Writing “Russia”, “Putin”, “RF” in lowercase nullifies Ukraine’s legal claims

From: Ministry of Justice of Ukraine
Received: 02.06.2025

The Ministry of Justice of Ukraine, in its official response from July 2025, confirmed that writing the words “Putin,” “Russia,” “RF,” or “Russian Federation” with a capital letter in the public sphere — including on social media or in official documents — does not constitute either an administrative or criminal offense.

The Ministry explicitly stated that current Ukrainian legislation does not provide for any legal liability for using these words with an initial capital letter. This means that any sanctions imposed on citizens on this basis cannot be considered lawful and must be subject to immediate legal challenge.

The inquiry was submitted against the backdrop of a large-scale internal campaign initiated by state authorities, officials, lawyers, and propagandist activists, who persistently promote the practice of writing “Russia,” “RF,” and “Putin” exclusively in lowercase letters.

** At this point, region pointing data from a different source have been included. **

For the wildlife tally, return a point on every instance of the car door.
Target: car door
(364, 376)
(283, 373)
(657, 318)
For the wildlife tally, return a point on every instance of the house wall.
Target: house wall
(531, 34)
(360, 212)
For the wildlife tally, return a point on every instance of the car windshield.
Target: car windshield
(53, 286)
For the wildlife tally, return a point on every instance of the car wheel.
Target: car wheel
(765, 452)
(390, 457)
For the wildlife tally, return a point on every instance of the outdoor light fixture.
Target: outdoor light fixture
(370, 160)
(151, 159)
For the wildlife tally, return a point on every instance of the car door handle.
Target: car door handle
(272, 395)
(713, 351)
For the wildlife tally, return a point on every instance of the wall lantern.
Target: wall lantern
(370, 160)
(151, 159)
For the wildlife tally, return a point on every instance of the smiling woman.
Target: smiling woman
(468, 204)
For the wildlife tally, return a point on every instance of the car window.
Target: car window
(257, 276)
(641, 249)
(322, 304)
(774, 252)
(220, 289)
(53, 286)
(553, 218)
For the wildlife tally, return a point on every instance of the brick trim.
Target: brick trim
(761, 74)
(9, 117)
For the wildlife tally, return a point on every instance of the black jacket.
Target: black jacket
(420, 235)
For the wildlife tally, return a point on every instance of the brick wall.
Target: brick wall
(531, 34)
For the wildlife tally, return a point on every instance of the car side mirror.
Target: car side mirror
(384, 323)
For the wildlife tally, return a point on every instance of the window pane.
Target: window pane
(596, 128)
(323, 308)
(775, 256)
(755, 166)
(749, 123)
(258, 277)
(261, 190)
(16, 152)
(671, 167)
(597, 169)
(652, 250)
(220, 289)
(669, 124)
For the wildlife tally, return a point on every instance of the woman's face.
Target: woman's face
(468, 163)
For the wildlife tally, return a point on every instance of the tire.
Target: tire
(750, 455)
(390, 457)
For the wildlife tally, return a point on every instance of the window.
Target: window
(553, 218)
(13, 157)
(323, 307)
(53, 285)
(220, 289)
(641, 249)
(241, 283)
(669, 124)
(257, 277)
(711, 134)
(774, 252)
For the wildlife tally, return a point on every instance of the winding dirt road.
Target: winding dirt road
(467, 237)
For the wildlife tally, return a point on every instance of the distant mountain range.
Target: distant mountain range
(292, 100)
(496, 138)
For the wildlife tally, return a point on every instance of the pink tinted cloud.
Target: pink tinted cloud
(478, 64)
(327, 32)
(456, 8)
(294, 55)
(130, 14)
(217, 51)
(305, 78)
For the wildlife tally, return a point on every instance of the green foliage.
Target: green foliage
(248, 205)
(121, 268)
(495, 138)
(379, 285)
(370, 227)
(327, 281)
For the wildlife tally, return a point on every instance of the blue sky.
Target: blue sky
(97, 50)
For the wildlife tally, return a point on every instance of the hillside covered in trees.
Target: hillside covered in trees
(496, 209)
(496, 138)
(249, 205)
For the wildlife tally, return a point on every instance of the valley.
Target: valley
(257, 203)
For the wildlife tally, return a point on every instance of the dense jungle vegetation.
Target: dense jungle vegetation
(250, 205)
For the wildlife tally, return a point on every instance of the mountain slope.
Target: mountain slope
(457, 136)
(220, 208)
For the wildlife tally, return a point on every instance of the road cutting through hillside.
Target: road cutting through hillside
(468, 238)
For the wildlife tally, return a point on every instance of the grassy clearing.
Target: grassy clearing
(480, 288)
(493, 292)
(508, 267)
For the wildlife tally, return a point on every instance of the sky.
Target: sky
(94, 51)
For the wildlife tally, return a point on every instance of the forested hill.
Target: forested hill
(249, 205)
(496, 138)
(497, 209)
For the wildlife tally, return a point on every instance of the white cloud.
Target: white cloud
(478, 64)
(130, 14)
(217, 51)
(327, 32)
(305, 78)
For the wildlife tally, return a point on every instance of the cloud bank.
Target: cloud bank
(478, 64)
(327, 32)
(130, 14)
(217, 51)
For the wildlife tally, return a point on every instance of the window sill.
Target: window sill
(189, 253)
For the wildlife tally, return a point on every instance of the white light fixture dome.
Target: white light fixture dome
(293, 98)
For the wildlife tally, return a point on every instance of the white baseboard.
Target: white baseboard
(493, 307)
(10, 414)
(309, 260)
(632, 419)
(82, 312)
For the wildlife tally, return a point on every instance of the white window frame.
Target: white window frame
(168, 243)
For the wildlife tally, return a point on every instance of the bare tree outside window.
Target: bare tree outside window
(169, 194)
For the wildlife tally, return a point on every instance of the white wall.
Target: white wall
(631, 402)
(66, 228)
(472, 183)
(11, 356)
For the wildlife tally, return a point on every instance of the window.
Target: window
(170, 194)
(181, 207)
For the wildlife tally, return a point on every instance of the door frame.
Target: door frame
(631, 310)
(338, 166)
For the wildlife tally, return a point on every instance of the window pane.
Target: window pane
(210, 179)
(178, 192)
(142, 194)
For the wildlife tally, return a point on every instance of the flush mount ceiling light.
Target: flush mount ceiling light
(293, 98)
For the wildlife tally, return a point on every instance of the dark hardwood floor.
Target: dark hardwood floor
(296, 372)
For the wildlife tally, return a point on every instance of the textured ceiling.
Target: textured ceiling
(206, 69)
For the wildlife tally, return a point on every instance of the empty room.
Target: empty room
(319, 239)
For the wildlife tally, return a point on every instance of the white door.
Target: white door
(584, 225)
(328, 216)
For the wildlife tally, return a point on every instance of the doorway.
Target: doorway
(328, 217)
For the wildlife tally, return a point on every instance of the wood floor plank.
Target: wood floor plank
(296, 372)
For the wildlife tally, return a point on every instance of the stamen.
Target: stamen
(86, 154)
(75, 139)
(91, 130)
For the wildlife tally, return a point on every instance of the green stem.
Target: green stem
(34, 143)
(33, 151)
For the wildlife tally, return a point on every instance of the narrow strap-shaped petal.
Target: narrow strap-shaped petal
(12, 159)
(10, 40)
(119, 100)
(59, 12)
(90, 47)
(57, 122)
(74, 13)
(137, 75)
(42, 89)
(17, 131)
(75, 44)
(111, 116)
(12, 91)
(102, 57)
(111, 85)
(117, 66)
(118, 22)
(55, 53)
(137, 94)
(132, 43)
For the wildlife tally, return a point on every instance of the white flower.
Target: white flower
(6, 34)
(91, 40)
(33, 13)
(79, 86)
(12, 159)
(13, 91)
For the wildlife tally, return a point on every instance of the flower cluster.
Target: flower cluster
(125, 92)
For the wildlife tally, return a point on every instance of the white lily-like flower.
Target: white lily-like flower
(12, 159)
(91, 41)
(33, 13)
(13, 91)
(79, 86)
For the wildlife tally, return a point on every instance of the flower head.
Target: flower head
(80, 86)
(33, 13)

This practice is publicly justified by the claim that an aggressor state does not deserve to be written with a capital letter. However, from a legal standpoint, such a position is not only professionally unsound but also deeply harmful.

According to international legal standards — including the provisions of the 1969 Vienna Convention on the Law of Treaties, international humanitarian law (Geneva Conventions), UN General Assembly resolutions, and the rules of diplomatic correspondence — names of states, public officials, and international legal entities must be written in accordance with established linguistic and professional norms.

Violating this standard in official documents results in the loss of legal force for corresponding claims, acts, complaints, or procedural submissions, as such documents may be deemed improper or inconsistent with standards of legal communication.

As a result, the widespread practice of intentionally lowering the case when referring to the aggressor state and its leaders — a practice promoted by Ukrainian governmental institutions — paradoxically plays into the hands of the Russian Federation.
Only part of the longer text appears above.